In the 1900s, Russians of a somewhat different type came - these were professional writers, musicians, thinkers, and scientists. They were actually coming and going. Contemporary Russians are also interested in art and, on top of that, they want to know how their ancestors created, wrote, and composed, while living in Florence.

Speaking of today and the Festival representing Russian culture, Russian crafts, and cuisine: what role does Russian culture play today in Italy and in lives of Italians?

Russian culture has been absorbed by the Italian environment over the past two centuries. It has always been a sophisticated, deep culture. There is a direct bridge between modern times and the past that binds our cultures together.
Russian travellers no longer buy villas and do not settle here to live like their distant ancestors did in the 19th century. Nevertheless, our cultures - Tuscan and Russian - inevitably come closer.

I recall Tchaikovsky, who composed, in particular, the Queen of Spade here, or Dostoevsky, who wrote The idiot near the Palazzo Pitti. From your point of view, how come they were able to create such brilliant, yet absolutely Russian in spirit works while living in the heart of the Renaissance?

Dostoevsky had the whole novel in his head. Florence was the perfect paradise for him, a place of unconditional peace, where he was able to center his attention and concentrate better. I think such was exactly the case for many Russian geniuses.
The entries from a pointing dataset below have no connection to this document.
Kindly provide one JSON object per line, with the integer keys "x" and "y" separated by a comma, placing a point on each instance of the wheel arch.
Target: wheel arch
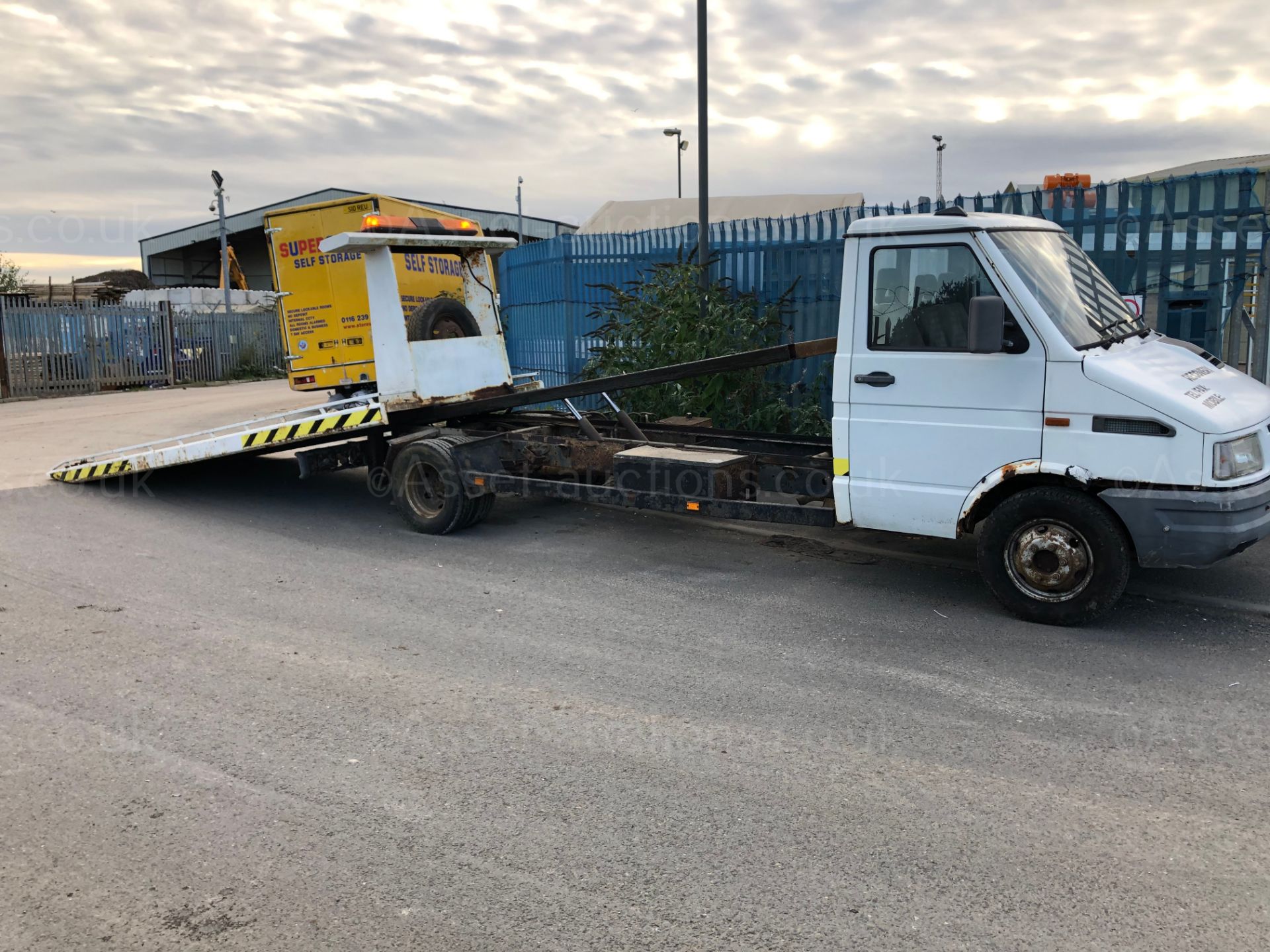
{"x": 1014, "y": 477}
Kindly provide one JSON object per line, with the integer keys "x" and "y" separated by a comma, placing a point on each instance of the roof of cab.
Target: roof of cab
{"x": 926, "y": 223}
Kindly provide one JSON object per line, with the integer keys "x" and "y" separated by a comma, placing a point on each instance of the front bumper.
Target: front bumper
{"x": 1191, "y": 527}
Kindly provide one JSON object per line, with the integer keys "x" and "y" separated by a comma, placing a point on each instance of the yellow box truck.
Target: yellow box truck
{"x": 323, "y": 310}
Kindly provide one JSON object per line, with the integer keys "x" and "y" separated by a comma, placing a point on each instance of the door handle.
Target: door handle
{"x": 878, "y": 379}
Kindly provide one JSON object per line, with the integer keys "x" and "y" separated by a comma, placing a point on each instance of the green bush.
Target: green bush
{"x": 656, "y": 320}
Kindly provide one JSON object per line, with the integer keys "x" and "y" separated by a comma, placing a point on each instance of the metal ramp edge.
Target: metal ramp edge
{"x": 267, "y": 433}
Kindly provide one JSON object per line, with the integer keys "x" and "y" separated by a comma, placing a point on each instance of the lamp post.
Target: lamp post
{"x": 702, "y": 160}
{"x": 940, "y": 145}
{"x": 680, "y": 149}
{"x": 520, "y": 215}
{"x": 225, "y": 272}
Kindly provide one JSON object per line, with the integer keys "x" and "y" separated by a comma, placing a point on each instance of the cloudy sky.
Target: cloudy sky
{"x": 114, "y": 111}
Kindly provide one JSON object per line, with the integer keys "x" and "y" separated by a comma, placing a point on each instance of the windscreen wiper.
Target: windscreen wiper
{"x": 1108, "y": 339}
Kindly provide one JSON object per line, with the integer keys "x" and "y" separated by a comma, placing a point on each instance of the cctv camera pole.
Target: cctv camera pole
{"x": 940, "y": 145}
{"x": 520, "y": 215}
{"x": 225, "y": 273}
{"x": 702, "y": 160}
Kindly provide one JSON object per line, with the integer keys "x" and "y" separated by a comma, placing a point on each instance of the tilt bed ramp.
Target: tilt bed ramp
{"x": 366, "y": 415}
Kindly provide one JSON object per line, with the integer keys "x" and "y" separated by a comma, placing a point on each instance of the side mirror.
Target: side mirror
{"x": 987, "y": 329}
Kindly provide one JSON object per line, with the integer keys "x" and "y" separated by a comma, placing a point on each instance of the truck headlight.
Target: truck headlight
{"x": 1238, "y": 457}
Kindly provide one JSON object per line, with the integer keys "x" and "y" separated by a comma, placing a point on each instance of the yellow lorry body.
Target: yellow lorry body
{"x": 324, "y": 313}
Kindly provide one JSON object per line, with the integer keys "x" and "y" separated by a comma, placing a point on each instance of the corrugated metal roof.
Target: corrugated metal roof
{"x": 1208, "y": 165}
{"x": 624, "y": 218}
{"x": 254, "y": 219}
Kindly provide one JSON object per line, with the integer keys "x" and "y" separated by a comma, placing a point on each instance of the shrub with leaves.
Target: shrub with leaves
{"x": 12, "y": 277}
{"x": 656, "y": 320}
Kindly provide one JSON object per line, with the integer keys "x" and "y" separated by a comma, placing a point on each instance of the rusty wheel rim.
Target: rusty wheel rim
{"x": 426, "y": 491}
{"x": 446, "y": 328}
{"x": 1049, "y": 560}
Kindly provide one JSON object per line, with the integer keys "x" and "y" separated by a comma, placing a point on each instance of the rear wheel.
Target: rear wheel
{"x": 441, "y": 319}
{"x": 429, "y": 492}
{"x": 1054, "y": 555}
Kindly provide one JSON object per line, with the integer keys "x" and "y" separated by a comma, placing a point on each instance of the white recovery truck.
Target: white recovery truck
{"x": 988, "y": 380}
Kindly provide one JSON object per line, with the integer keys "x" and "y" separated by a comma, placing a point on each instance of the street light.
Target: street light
{"x": 679, "y": 154}
{"x": 219, "y": 180}
{"x": 940, "y": 145}
{"x": 520, "y": 214}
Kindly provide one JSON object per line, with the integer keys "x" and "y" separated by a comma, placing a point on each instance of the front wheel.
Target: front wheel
{"x": 1054, "y": 555}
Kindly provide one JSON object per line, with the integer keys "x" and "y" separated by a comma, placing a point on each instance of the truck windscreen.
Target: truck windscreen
{"x": 1083, "y": 305}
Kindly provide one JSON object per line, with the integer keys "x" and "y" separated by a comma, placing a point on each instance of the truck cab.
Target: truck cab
{"x": 990, "y": 379}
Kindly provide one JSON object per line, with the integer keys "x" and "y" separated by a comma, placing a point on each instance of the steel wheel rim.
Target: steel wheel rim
{"x": 1049, "y": 560}
{"x": 425, "y": 491}
{"x": 446, "y": 329}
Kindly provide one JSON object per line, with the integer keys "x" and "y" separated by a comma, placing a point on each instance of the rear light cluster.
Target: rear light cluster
{"x": 404, "y": 225}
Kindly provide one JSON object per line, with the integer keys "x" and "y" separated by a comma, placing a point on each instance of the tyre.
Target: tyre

If we compare Florence of Dostoevskys time and the modern city in the 21st century, what has changed?

One historian, who spoke at a round table discussion during our Festival, mentioned that Florence, in his opinion, was still a city from Dantes times. Florence stays as the treasure-house for priceless cultural heritage, which it makes available to all culture lovers.

The Villa Demidoffis located nor far from Florence. It has a huge territory and is not, I regret to say, in very good condition. Does your project cover this part of the Russian legacy to some extent?

This villa had many owners - Medici, Lorraine, Savoy, and then the Demidovs, who did a lot for this monument of architecture; however, they did not stay long. The villa was closed in the 1970s; then the Tuscany Region finally bought it out. They are going to restore the villa, but, to be honest, it requires a lot of money. The region all the time faces the need to cover more urgent expenses... Today we advocate for restoration of princes Demidovs art collection, which is held in the Stibbert Museum in Florence. It consists of the most unusual items: a monumental table made of malachite and decorated with gilt bronze, fireplaces made of hard rock, luxurious chandeliers and so on.


Villa Demidoff (the Villa di Pratolino). Photo credit: wikimedia.org

Neri Torrigiani:

I would like to add that our charitable mission includes another very important project - theCimitero Evangelico agli Allori (the Evangelical Cemetery at Laurels), where the remains of artists, sculptors, writers and collectors of art repose. Those include many of the very Russians who settled in Florence two centuries ago. In particular, Vladimir Levitskiy, an Archpriest who initiated construction of the Russian Church of the Nativity of Christ and St. Nicholas, was buried there. Not only the graves are in a poor condition, but also the cemetery itself, since the land has partially sunk in on the hill where it is located. We are actively looking for people who would like to help preserve the memory of their ancestors and the Russian mark in Italian culture.